アルファ・グローバル労組アライアンスに参加する組合は、会社が掲げた理想を実現するため、以下の取組みを行う。

  • 共通の戦略を立て、互いの要求と集団的目標を支持する。
  • 従業員の価値観や利益を反映した組織を構築するため、協力して取組む。 
  • アルファベットに直接雇用された従業員だけでなく、派遣労働者、ベンダーの労働者、契約労働者等の権利のために闘う。
  • 我々の闘いに参加し、アルファベット及び全てのテック労働者のための運動を支持するよう、他の労働組合に呼びかける。

「会社は長い間、創業当時のモットー『邪悪になるな』に忠実な姿勢を失っていた。だが、我々は違う。共に、アルファベットに説明責任を持たせよう。共に、アルファベットを変えていこう」と同アライアンスは意気込む。

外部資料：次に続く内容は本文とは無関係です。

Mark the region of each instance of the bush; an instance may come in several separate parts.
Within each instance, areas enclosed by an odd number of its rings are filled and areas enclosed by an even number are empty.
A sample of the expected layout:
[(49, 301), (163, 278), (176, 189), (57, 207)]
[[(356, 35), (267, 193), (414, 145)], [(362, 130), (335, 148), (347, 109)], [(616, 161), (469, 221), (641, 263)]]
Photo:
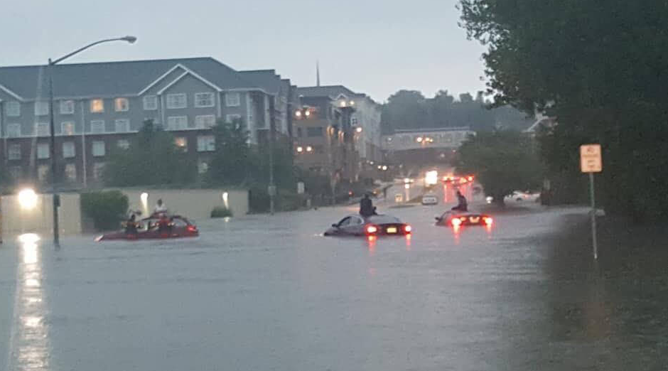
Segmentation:
[(82, 193), (81, 210), (90, 217), (97, 230), (119, 227), (128, 213), (128, 198), (119, 190)]
[(232, 217), (232, 210), (225, 206), (216, 206), (211, 210), (211, 217)]

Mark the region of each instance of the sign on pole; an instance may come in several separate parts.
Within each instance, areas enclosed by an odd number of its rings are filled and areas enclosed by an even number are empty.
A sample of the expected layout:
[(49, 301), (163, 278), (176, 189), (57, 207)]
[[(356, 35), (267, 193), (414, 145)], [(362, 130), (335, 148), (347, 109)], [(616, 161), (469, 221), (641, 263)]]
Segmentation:
[(600, 156), (600, 144), (580, 146), (580, 170), (589, 173), (589, 197), (591, 198), (591, 243), (594, 259), (598, 259), (598, 244), (596, 241), (596, 196), (594, 192), (594, 173), (603, 170)]

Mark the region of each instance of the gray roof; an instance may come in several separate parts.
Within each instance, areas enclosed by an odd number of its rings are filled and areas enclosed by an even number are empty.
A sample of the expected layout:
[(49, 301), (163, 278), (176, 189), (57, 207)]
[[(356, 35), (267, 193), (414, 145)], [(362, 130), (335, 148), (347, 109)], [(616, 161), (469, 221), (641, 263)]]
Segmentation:
[[(177, 65), (220, 89), (262, 89), (242, 74), (209, 57), (63, 64), (53, 66), (57, 97), (136, 95)], [(48, 96), (44, 65), (0, 67), (0, 85), (26, 100)]]

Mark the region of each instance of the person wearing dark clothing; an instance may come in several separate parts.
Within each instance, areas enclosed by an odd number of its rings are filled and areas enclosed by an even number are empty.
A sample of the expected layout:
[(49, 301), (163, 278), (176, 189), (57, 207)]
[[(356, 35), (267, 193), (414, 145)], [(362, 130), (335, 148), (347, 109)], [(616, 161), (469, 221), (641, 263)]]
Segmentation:
[(369, 198), (368, 194), (365, 194), (364, 197), (362, 198), (362, 200), (360, 200), (360, 215), (366, 217), (375, 213), (376, 210), (373, 207), (373, 203), (372, 203), (371, 198)]
[(457, 206), (452, 208), (453, 210), (468, 211), (468, 203), (461, 192), (457, 191)]

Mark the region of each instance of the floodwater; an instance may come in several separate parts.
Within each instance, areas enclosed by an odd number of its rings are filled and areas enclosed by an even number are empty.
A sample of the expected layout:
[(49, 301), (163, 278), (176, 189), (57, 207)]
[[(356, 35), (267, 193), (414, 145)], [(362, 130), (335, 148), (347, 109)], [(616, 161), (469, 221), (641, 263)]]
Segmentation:
[(666, 369), (665, 254), (603, 239), (592, 263), (582, 209), (455, 232), (433, 225), (442, 206), (379, 208), (412, 237), (324, 237), (354, 212), (338, 208), (203, 221), (190, 240), (6, 240), (0, 369)]

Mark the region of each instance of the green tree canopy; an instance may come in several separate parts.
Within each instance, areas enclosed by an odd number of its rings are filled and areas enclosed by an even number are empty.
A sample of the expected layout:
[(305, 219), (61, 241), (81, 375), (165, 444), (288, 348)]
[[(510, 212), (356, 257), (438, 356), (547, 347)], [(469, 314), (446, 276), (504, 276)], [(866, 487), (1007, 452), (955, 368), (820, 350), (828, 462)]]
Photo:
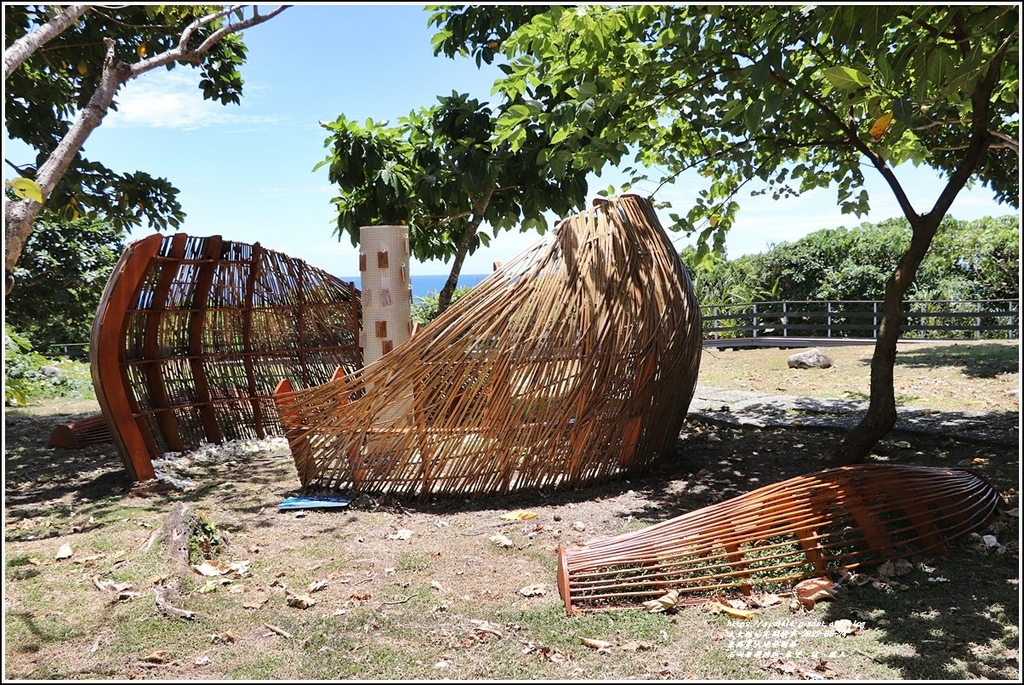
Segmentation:
[(125, 247), (109, 221), (43, 215), (14, 268), (16, 290), (4, 320), (45, 353), (49, 345), (87, 343), (99, 298)]
[[(453, 92), (421, 108), (397, 126), (344, 115), (323, 124), (331, 133), (329, 154), (316, 168), (340, 194), (336, 234), (358, 244), (359, 228), (409, 226), (410, 250), (420, 260), (453, 260), (438, 295), (438, 310), (451, 302), (465, 257), (503, 230), (547, 227), (545, 212), (565, 215), (586, 200), (585, 169), (551, 170), (551, 137), (530, 124), (523, 103), (501, 113), (517, 119), (515, 152), (497, 143), (498, 116), (486, 103)], [(490, 236), (479, 230), (486, 222)]]
[[(886, 283), (868, 411), (833, 458), (866, 456), (895, 425), (903, 298), (953, 200), (981, 182), (1017, 206), (1018, 6), (431, 10), (438, 52), (500, 53), (506, 77), (496, 88), (536, 113), (552, 136), (552, 160), (596, 171), (621, 162), (627, 146), (637, 151), (637, 178), (698, 170), (707, 185), (673, 220), (698, 234), (701, 252), (724, 246), (741, 189), (779, 199), (834, 186), (840, 208), (862, 216), (870, 206), (864, 174), (882, 176), (911, 240)], [(499, 122), (498, 131), (514, 149), (514, 130)], [(944, 177), (930, 207), (911, 203), (897, 174), (903, 163)]]
[[(682, 259), (701, 304), (766, 300), (878, 300), (911, 237), (904, 218), (823, 228), (760, 254)], [(1020, 217), (946, 217), (908, 297), (924, 300), (1020, 298)]]
[[(238, 103), (241, 31), (285, 9), (247, 5), (4, 4), (7, 135), (36, 152), (5, 160), (16, 177), (4, 199), (9, 274), (45, 204), (66, 220), (102, 218), (116, 228), (178, 226), (177, 189), (144, 171), (118, 172), (82, 155), (121, 86), (148, 71), (185, 63), (204, 97)], [(11, 191), (11, 188), (14, 191)]]

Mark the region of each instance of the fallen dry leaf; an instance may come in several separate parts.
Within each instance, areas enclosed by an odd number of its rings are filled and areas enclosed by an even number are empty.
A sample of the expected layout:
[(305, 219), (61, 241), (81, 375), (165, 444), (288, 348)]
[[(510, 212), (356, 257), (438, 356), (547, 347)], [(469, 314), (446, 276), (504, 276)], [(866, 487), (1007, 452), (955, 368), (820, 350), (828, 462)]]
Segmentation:
[(193, 566), (193, 570), (201, 575), (223, 575), (224, 573), (230, 572), (231, 567), (214, 559), (212, 561), (204, 561), (201, 564)]
[(719, 604), (722, 607), (723, 613), (727, 613), (730, 616), (734, 616), (736, 618), (753, 618), (754, 616), (758, 615), (758, 612), (754, 611), (753, 609), (737, 609), (734, 606), (729, 606), (728, 604), (722, 604), (721, 602), (719, 602)]
[(289, 606), (294, 606), (297, 609), (308, 609), (316, 603), (316, 600), (309, 595), (298, 595), (292, 592), (286, 592), (285, 599)]
[(611, 648), (614, 647), (614, 645), (610, 642), (595, 640), (593, 638), (580, 638), (580, 642), (582, 642), (585, 646), (590, 647), (591, 649), (596, 649), (598, 652), (602, 653), (608, 653), (611, 651)]
[(283, 638), (290, 639), (292, 634), (286, 631), (284, 628), (278, 628), (273, 624), (263, 624), (263, 628), (270, 631), (271, 633), (276, 633)]
[(525, 588), (520, 588), (519, 594), (523, 597), (535, 597), (537, 595), (543, 595), (547, 591), (548, 588), (543, 583), (535, 583), (532, 585), (527, 585)]
[(498, 547), (512, 547), (512, 541), (503, 536), (502, 533), (496, 533), (487, 538), (492, 543)]
[(836, 598), (836, 584), (826, 577), (812, 577), (795, 585), (793, 593), (801, 604), (813, 609), (818, 600)]
[(670, 590), (657, 599), (647, 600), (643, 603), (644, 607), (651, 613), (660, 613), (662, 611), (668, 611), (674, 608), (679, 602), (679, 591)]
[(835, 630), (839, 635), (847, 637), (848, 635), (856, 634), (860, 629), (849, 618), (840, 618), (833, 624), (833, 630)]

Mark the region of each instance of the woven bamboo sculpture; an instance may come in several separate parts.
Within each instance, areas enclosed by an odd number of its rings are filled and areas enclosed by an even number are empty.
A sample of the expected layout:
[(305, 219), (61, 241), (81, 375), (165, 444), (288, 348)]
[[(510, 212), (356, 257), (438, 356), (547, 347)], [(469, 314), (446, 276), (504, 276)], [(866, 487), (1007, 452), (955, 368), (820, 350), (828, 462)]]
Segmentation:
[(96, 398), (125, 467), (205, 442), (281, 435), (272, 393), (361, 365), (358, 293), (305, 262), (219, 236), (125, 250), (90, 342)]
[(1001, 498), (966, 469), (861, 465), (798, 476), (578, 550), (558, 550), (565, 609), (750, 594), (933, 552)]
[(303, 485), (397, 496), (568, 488), (675, 448), (700, 314), (644, 199), (601, 202), (360, 373), (275, 395)]

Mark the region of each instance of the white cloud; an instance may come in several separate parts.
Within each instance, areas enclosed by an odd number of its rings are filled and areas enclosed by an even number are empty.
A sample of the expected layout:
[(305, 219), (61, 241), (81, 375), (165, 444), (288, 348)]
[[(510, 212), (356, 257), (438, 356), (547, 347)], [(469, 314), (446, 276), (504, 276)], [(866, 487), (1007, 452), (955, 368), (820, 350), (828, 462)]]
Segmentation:
[[(111, 128), (173, 128), (195, 130), (212, 126), (264, 127), (272, 117), (240, 114), (239, 105), (203, 99), (199, 72), (150, 72), (126, 83), (117, 111), (103, 120)], [(245, 100), (243, 100), (245, 102)]]

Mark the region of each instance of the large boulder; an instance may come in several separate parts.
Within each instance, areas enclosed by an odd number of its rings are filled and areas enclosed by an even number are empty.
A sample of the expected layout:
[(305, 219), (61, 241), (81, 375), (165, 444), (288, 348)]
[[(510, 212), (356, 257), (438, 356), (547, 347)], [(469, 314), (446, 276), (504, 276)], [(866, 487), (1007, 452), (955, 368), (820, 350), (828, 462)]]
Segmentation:
[(827, 369), (831, 359), (817, 347), (790, 355), (790, 369)]

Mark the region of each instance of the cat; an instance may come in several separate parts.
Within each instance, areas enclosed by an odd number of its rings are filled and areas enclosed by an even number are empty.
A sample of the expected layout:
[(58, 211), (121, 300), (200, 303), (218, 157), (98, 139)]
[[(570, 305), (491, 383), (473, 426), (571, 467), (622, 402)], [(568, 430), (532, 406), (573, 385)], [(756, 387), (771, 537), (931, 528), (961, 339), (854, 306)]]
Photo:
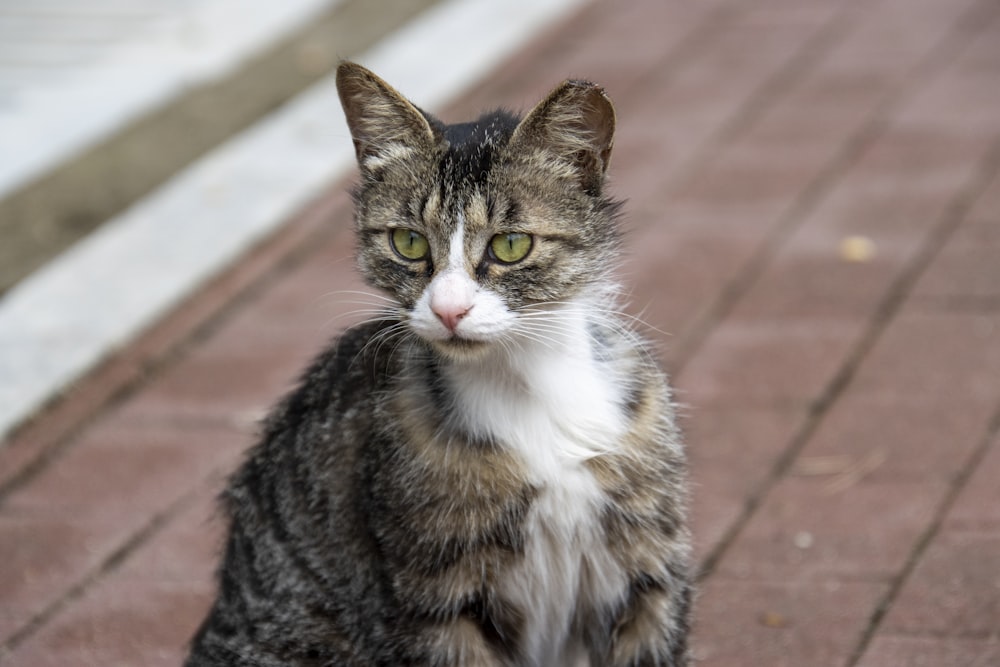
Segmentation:
[(610, 99), (570, 80), (446, 125), (360, 65), (337, 86), (392, 306), (230, 480), (187, 665), (687, 665), (686, 464), (616, 305)]

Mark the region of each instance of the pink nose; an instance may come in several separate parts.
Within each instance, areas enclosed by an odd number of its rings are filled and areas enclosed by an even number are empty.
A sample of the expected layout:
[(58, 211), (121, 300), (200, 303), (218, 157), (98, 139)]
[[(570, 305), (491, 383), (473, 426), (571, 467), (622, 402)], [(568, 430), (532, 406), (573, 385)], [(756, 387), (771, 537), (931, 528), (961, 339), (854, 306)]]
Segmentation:
[(435, 304), (431, 307), (437, 318), (441, 320), (448, 331), (454, 333), (455, 328), (458, 327), (458, 323), (465, 317), (468, 312), (472, 309), (471, 306), (466, 307), (457, 304)]

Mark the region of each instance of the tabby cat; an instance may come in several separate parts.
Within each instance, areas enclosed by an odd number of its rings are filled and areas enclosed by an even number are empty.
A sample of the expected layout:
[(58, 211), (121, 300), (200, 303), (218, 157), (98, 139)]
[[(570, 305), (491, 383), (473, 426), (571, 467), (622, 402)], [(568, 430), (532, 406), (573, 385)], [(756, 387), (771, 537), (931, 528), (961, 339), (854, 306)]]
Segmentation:
[(232, 478), (187, 664), (688, 664), (684, 454), (616, 309), (610, 100), (567, 81), (446, 125), (357, 64), (337, 85), (392, 306)]

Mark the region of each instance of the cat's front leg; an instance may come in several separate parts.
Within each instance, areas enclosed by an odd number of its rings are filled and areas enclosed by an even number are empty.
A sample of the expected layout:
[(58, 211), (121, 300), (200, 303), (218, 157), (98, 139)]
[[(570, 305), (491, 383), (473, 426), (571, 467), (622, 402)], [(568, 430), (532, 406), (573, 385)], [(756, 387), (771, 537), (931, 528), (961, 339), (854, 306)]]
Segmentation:
[(514, 663), (490, 642), (481, 624), (472, 617), (427, 628), (428, 663), (433, 667), (510, 667)]
[(621, 667), (686, 667), (691, 588), (684, 580), (665, 586), (633, 585), (612, 631), (607, 660)]

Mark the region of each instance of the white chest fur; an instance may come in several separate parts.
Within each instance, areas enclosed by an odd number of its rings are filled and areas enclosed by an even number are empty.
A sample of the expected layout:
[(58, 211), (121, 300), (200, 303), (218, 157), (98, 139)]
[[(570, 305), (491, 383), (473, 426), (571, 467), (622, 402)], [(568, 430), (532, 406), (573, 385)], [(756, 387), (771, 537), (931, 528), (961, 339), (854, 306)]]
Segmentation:
[(600, 528), (604, 494), (583, 463), (618, 446), (621, 390), (585, 340), (564, 342), (522, 350), (514, 367), (449, 373), (466, 428), (510, 447), (539, 489), (525, 557), (500, 591), (528, 613), (535, 665), (580, 664), (577, 611), (616, 601), (625, 584)]

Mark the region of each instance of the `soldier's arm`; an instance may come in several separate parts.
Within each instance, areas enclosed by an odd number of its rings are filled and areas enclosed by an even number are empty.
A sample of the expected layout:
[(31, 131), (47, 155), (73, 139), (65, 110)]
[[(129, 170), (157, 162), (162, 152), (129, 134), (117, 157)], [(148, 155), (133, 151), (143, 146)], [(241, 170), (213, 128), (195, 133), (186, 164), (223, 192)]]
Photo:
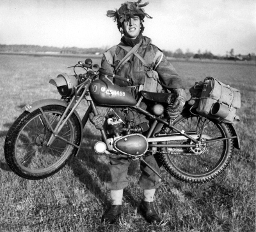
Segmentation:
[[(156, 50), (154, 49), (156, 51)], [(158, 75), (163, 85), (167, 89), (171, 90), (172, 89), (183, 89), (184, 85), (182, 80), (179, 76), (175, 69), (172, 64), (167, 61), (166, 56), (158, 48), (156, 50), (155, 56), (155, 66), (157, 64), (161, 59), (163, 54), (162, 59), (160, 63), (156, 68), (156, 71), (158, 73)]]

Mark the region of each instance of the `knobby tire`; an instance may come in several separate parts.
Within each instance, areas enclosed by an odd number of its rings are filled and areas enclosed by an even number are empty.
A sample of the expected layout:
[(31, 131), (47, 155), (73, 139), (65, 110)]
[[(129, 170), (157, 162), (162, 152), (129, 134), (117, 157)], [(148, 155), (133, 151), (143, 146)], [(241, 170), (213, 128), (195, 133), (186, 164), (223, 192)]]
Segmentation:
[[(42, 108), (55, 128), (65, 108), (49, 105)], [(4, 143), (4, 156), (12, 171), (19, 176), (32, 180), (48, 177), (60, 171), (77, 153), (77, 148), (58, 138), (46, 147), (51, 131), (37, 109), (24, 112), (10, 128)], [(77, 145), (81, 137), (79, 119), (73, 113), (59, 135)]]

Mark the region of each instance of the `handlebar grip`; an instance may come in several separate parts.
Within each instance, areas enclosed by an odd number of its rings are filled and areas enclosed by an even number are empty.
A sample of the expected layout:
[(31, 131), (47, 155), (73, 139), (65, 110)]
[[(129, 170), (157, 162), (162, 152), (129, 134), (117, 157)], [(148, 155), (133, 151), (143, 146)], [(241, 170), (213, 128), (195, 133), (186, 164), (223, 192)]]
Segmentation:
[(125, 78), (124, 77), (122, 77), (121, 76), (116, 75), (115, 74), (113, 74), (113, 75), (112, 75), (112, 76), (113, 76), (114, 78), (116, 78), (116, 79), (118, 79), (118, 80), (123, 80), (123, 81), (124, 81), (124, 82), (129, 82), (129, 81), (130, 80), (130, 79)]
[(108, 73), (107, 71), (106, 71), (102, 68), (99, 68), (99, 71), (100, 73), (101, 73), (102, 74), (107, 75), (108, 76), (111, 76), (111, 77), (113, 77), (114, 78), (119, 79), (119, 80), (123, 80), (124, 82), (129, 82), (129, 81), (130, 80), (130, 79), (127, 79), (127, 78), (125, 78), (124, 77), (122, 77), (121, 76), (116, 75), (115, 74), (111, 74), (111, 73)]
[(83, 66), (83, 67), (86, 67), (86, 68), (92, 68), (92, 64), (88, 64), (83, 63), (83, 64), (82, 64), (82, 66)]

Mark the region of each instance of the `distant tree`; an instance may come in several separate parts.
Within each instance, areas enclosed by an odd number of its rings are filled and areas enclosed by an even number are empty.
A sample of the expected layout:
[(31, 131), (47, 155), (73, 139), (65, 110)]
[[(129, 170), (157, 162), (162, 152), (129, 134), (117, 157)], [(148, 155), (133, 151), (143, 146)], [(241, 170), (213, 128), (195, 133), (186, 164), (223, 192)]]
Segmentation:
[(166, 50), (163, 50), (163, 52), (164, 53), (164, 55), (166, 57), (173, 57), (173, 53), (172, 51), (167, 51)]
[(183, 52), (180, 48), (178, 48), (173, 54), (173, 57), (182, 58), (184, 56)]

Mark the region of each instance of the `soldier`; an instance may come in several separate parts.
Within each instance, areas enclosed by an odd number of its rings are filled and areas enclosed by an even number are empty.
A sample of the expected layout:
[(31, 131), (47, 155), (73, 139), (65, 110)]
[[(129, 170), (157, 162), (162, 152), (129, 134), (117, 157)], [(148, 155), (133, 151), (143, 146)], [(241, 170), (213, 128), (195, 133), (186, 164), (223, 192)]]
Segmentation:
[[(129, 83), (117, 79), (115, 79), (113, 82), (123, 86), (135, 98), (138, 96), (141, 86), (145, 86), (146, 81), (154, 80), (150, 78), (150, 73), (151, 75), (158, 74), (161, 85), (178, 96), (172, 106), (167, 109), (167, 113), (170, 117), (176, 117), (182, 111), (186, 101), (184, 87), (180, 78), (173, 66), (166, 60), (162, 51), (151, 43), (150, 38), (142, 35), (145, 17), (152, 18), (142, 8), (148, 3), (140, 3), (141, 1), (136, 3), (125, 2), (118, 10), (107, 11), (107, 15), (113, 17), (117, 22), (122, 38), (120, 44), (104, 53), (101, 66), (108, 73), (129, 78)], [(134, 52), (127, 57), (126, 55), (132, 49)], [(135, 53), (139, 54), (140, 57)], [(156, 92), (159, 91), (157, 85), (155, 85)], [(140, 106), (147, 108), (143, 102)], [(121, 111), (119, 113), (122, 113)], [(127, 119), (124, 112), (123, 114), (124, 120)], [(132, 114), (128, 113), (128, 115), (131, 119)], [(92, 113), (90, 115), (90, 119), (97, 129), (101, 128), (105, 121), (105, 117), (102, 115), (94, 116)], [(132, 119), (136, 125), (145, 122), (148, 122), (143, 115), (136, 115)], [(145, 160), (159, 173), (160, 164), (156, 158), (154, 156), (148, 156)], [(118, 156), (109, 156), (111, 181), (107, 183), (107, 186), (111, 190), (112, 205), (102, 216), (102, 221), (105, 223), (114, 223), (121, 214), (123, 189), (128, 185), (127, 176), (130, 160), (118, 157)], [(155, 210), (153, 202), (156, 189), (161, 184), (161, 180), (144, 164), (141, 163), (140, 168), (142, 173), (139, 184), (143, 189), (143, 196), (140, 208), (147, 222), (158, 224), (161, 219)]]

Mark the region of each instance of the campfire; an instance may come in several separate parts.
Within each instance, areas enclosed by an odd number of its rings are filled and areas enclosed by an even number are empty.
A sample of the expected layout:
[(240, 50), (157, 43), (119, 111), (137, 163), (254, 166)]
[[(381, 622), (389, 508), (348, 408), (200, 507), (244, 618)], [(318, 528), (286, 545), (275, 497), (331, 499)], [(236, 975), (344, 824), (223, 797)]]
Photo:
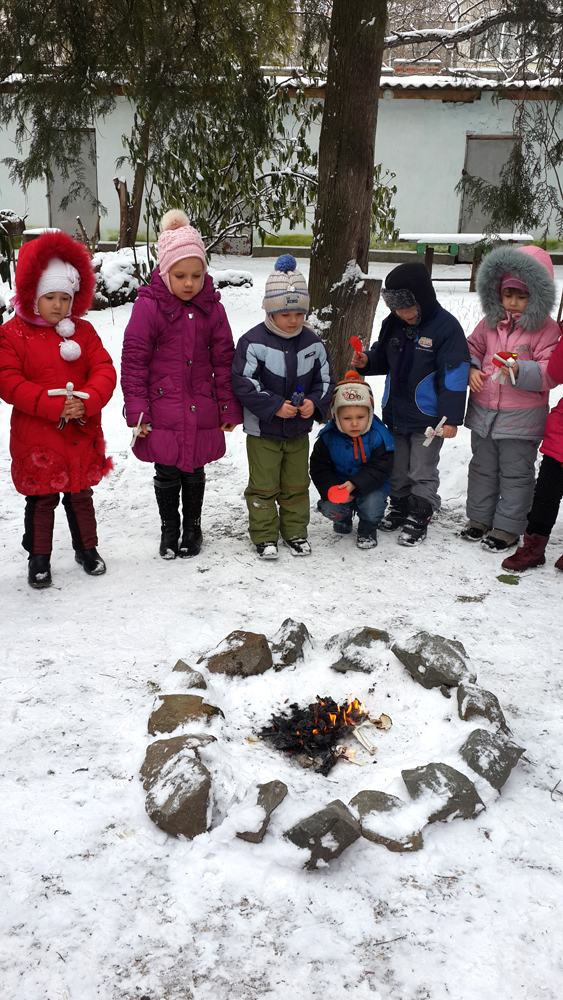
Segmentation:
[[(342, 746), (343, 738), (349, 733), (354, 733), (370, 753), (375, 753), (374, 744), (360, 729), (371, 721), (369, 713), (357, 698), (339, 705), (332, 698), (317, 695), (317, 700), (306, 708), (293, 704), (289, 706), (289, 713), (273, 715), (271, 725), (262, 729), (260, 736), (269, 740), (276, 750), (313, 760), (315, 771), (326, 775), (337, 760), (350, 759), (353, 751), (347, 751)], [(381, 716), (374, 725), (388, 729), (391, 720), (388, 716)]]

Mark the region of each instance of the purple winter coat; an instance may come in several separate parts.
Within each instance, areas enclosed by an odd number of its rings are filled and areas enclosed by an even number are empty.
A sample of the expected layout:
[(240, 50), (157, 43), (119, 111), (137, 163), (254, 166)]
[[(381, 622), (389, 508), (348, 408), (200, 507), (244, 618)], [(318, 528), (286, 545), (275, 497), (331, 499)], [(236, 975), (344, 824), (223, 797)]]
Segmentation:
[(242, 422), (231, 386), (233, 337), (219, 300), (208, 274), (189, 302), (168, 291), (158, 268), (139, 290), (123, 339), (121, 387), (129, 426), (141, 412), (152, 425), (133, 448), (142, 462), (193, 472), (225, 454), (220, 425)]

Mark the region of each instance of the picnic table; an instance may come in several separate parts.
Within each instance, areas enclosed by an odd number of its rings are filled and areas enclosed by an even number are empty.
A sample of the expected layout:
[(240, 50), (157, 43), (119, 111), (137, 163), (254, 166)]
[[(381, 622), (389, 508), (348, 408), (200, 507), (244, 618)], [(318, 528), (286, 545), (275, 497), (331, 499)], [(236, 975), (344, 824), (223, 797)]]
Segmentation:
[[(424, 254), (424, 263), (428, 268), (428, 273), (432, 275), (432, 262), (434, 259), (434, 247), (440, 244), (448, 247), (448, 253), (456, 258), (460, 246), (477, 246), (483, 248), (493, 243), (532, 243), (534, 237), (529, 233), (401, 233), (399, 243), (416, 243), (417, 254)], [(473, 264), (471, 266), (471, 276), (469, 278), (435, 278), (435, 281), (469, 281), (469, 291), (475, 291), (475, 277), (477, 269), (481, 263), (482, 254), (473, 254)]]

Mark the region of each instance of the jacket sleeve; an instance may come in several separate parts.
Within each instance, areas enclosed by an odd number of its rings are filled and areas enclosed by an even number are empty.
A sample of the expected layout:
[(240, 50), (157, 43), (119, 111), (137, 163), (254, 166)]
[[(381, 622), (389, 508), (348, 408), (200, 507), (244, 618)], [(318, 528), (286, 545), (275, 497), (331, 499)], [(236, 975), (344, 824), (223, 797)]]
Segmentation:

グローバル労組アライアンスを通じて、複数の国の労働者が共通の目標達成に向けて働きかけ、企業の拠点全体の基準を底上げできるようになる。例えば、UNIのアマゾン・グローバル労組アライアンスは、共通の要求を掲げ国際的な行動の先頭に立ってきた。オレンジやテレフォニカのようなICTS企業のアライアンスは、労働権の尊重等の国際的な原則を確立し徹底するのに役立っている。

クリスティ・ホフマンUNI書記長は、「アルファベットの問題、そしてアルファベットが生み出した問題は、一国に限定されるものではなく、世界レベルで対処していかなければならない」と指摘し、「グーグルをはじめとするテック労働者が始めた運動に大変勇気づけられた。自分達の雇用労働条件を変えるだけでなく、企業権力が集中することで引き起こされる社会問題にも取組むべく、集団の力を使おうとしている」と称えた。

組合は、同社が批判する労働者への報復を強め、「組合回避」コンサルタントを雇い、スイスのチューリッヒ等での組織化に抵抗しようとしている今こそ、国際的な行動が極めて重要だと述べている。

以前の記事について訂正:アルファ・グローバル労組アライアンス結成の発表に関し、UNIは、アルファ・グローバル労組アライアンスのメンバーとしてCODE-CWA及びアルファベット労組(AWU)を誤って含めて記載するとともに、パルル・コールAWU委員長の発言引用をCWA、アルファベット労組執行委員会、またコール氏本人からの適切な承認を受けずに掲載していた。このような事態の再発防止について、UNIは全責任を負い対処に努める。